A small green shoot is growing on the moon after a cotton seed germinated onboard a Chinese lunar lander, scientists said.

The sprout has emerged from a lattice-like structure inside a canister after the Chang’e 4 lander touched down earlier this month, according to a series of photos released by the Advanced Technology Research Institute at Chongqing University.

“This is the first time humans have done biological growth experiments on the lunar surface,” said Xie Gengxin, who led the design of the experiment, on Tuesday.

Plants have been grown previously on the International Space Station, but this is the first time a seed has sprouted on the moon. The ability to grow plants in space is seen as crucial for long-term space missions and establishing human outposts elsewhere in the solar system, such as Mars.

Harvesting food in space, ideally using locally extracted water, would mean astronauts could survive for far longer without returned to Earth for supplies.

The Chang’e 4 probe – named after the Chinese moon goddess – made the world’s first soft landing on the far side of the moon on 3 January, a major step in China’s ambitions to become a space superpower.

Scientists from Chongqing University, who designed the “mini lunar biosphere” experiment, sent an 18cm bucket-like container holding air, water and soil.

Inside are cotton, arabidopsis – a small, flowering plant of the mustard family – and potato seeds, as well as fruit-fly eggs and yeast.

Images sent back by the probe show a cotton plant has grown well, but so far none of the other plants had sprouted, the university said.

Chang’e 4 is also equipped with instruments developed by scientists from Sweden, Germany and China to study the lunar environment, cosmic radiation and the interaction between solar wind and the moon’s surface.

The lander released a rover, nicknamed Yutu 2 (Jade Rabbit), that will perform experiments in the Von Kármán crater.

The agency said four more lunar missions are planned, confirming the launch of Chang’e 5 by the end of the year, which will be the first probe to return samples of the moon to Earth since the 1970s.

“Experts are still discussing and verifying the feasibility of subsequent projects, but it’s confirmed that there will be another three missions after Chang’e 5,” said Wu Yanhua, deputy head of the China National Space Administration (CNSA), at a press conference.

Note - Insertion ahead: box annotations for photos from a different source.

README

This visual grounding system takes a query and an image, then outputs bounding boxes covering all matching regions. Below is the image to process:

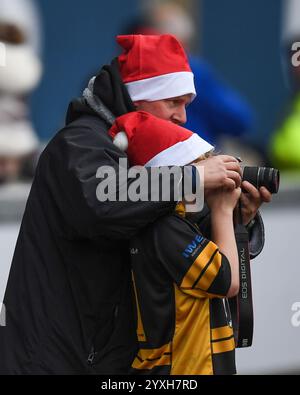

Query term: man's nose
[172,106,187,125]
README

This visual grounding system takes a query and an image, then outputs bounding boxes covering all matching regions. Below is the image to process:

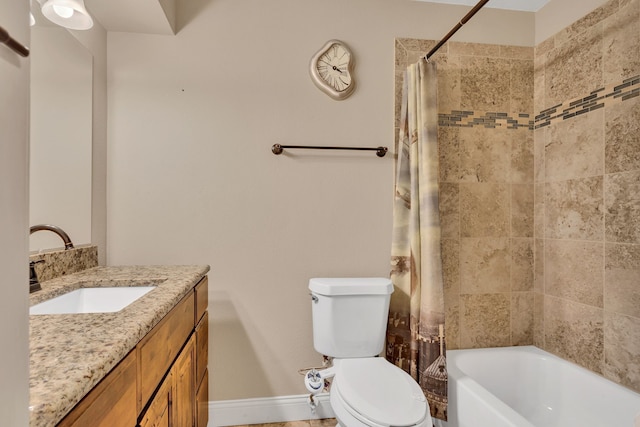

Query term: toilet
[305,278,432,427]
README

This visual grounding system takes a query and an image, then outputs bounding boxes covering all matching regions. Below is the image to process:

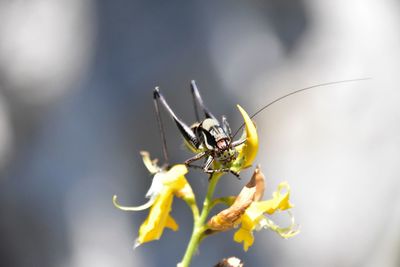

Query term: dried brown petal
[207,169,264,231]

According to Wu, the Chang’e 6 mission will be designed to bring samples back from the south pole of the moon and this will be followed by probes that will conduct comprehensive surveys of the area. The series of missions will also lay the groundwork for the construction of a lunar research base, possibly using 3D printing technology to build facilities.

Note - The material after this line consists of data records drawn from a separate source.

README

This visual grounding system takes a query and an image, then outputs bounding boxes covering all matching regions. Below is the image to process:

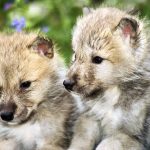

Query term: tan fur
[67,8,150,150]
[0,33,76,150]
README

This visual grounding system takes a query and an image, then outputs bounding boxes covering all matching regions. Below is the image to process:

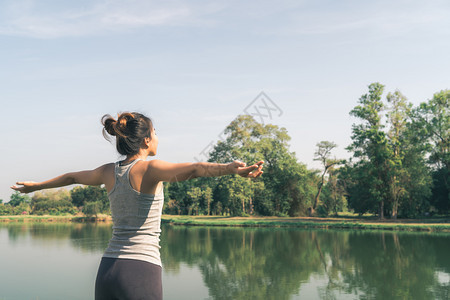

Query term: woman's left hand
[232,160,264,178]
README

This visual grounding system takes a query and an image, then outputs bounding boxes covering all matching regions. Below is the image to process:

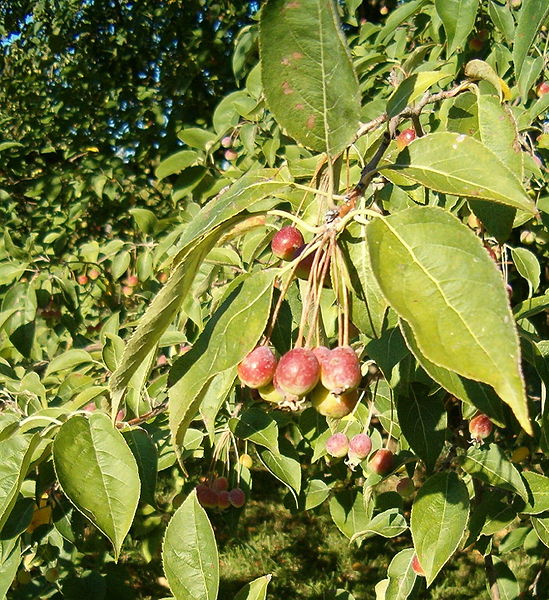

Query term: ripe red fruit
[276,348,320,396]
[320,346,362,394]
[271,225,305,260]
[368,448,394,475]
[229,488,246,508]
[469,415,494,442]
[396,477,416,498]
[211,477,229,492]
[326,433,349,458]
[349,433,372,459]
[396,129,416,150]
[412,554,425,577]
[196,485,218,508]
[536,81,549,98]
[237,346,277,390]
[311,385,358,419]
[217,490,231,510]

Wu also revealed that China will send a probe to Mars around 2020.
 
Maybe the moon could be turned into a beach resort. There's already sun and sand, and it looks like plants can be grown. Maybe coconut palms can too?

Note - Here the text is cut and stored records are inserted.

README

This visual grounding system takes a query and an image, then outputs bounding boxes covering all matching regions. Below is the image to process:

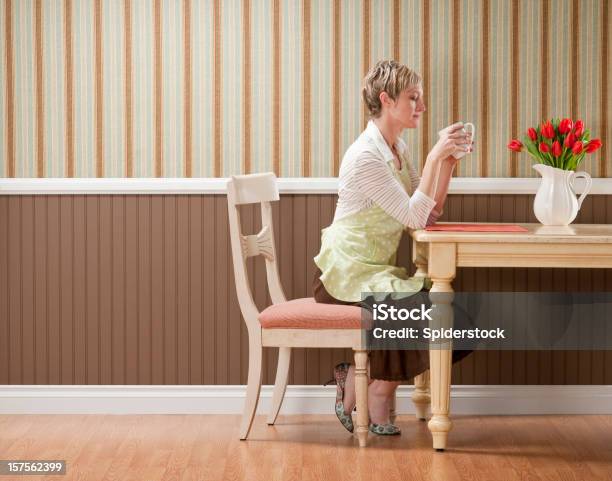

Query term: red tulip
[584,139,601,154]
[508,139,523,152]
[539,142,550,154]
[574,120,584,139]
[559,119,573,134]
[563,132,576,149]
[527,127,538,142]
[540,120,555,139]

But seriously, at least there's some progress in space travel.
 
>Inside are cotton, arabidopsis – a small, flowering plant of the mustard family – and potato seeds, as well as fruit-fly eggs and yeast.

Might as well send fruit flies as the first colonizers, nothing can kill them except a swim in my coffee.
 
This is exactly what it's for - to create a closed environment that people can live in. It's more expensive to bring soil and seeds and water than just food, but if water and soil can be reused, a permanent self-sustaining moon base is a possibility.


They didn't, the plant grows in earth soil inside a probe.
I'd be interested to see how long such a thing would hold up or if the microbiome that may be necessary to support the plants in the soil eventually collapses.

>Inside are cotton, arabidopsis – a small, flowering plant of the mustard family – and potato seeds, as well as fruit-fly eggs and yeast.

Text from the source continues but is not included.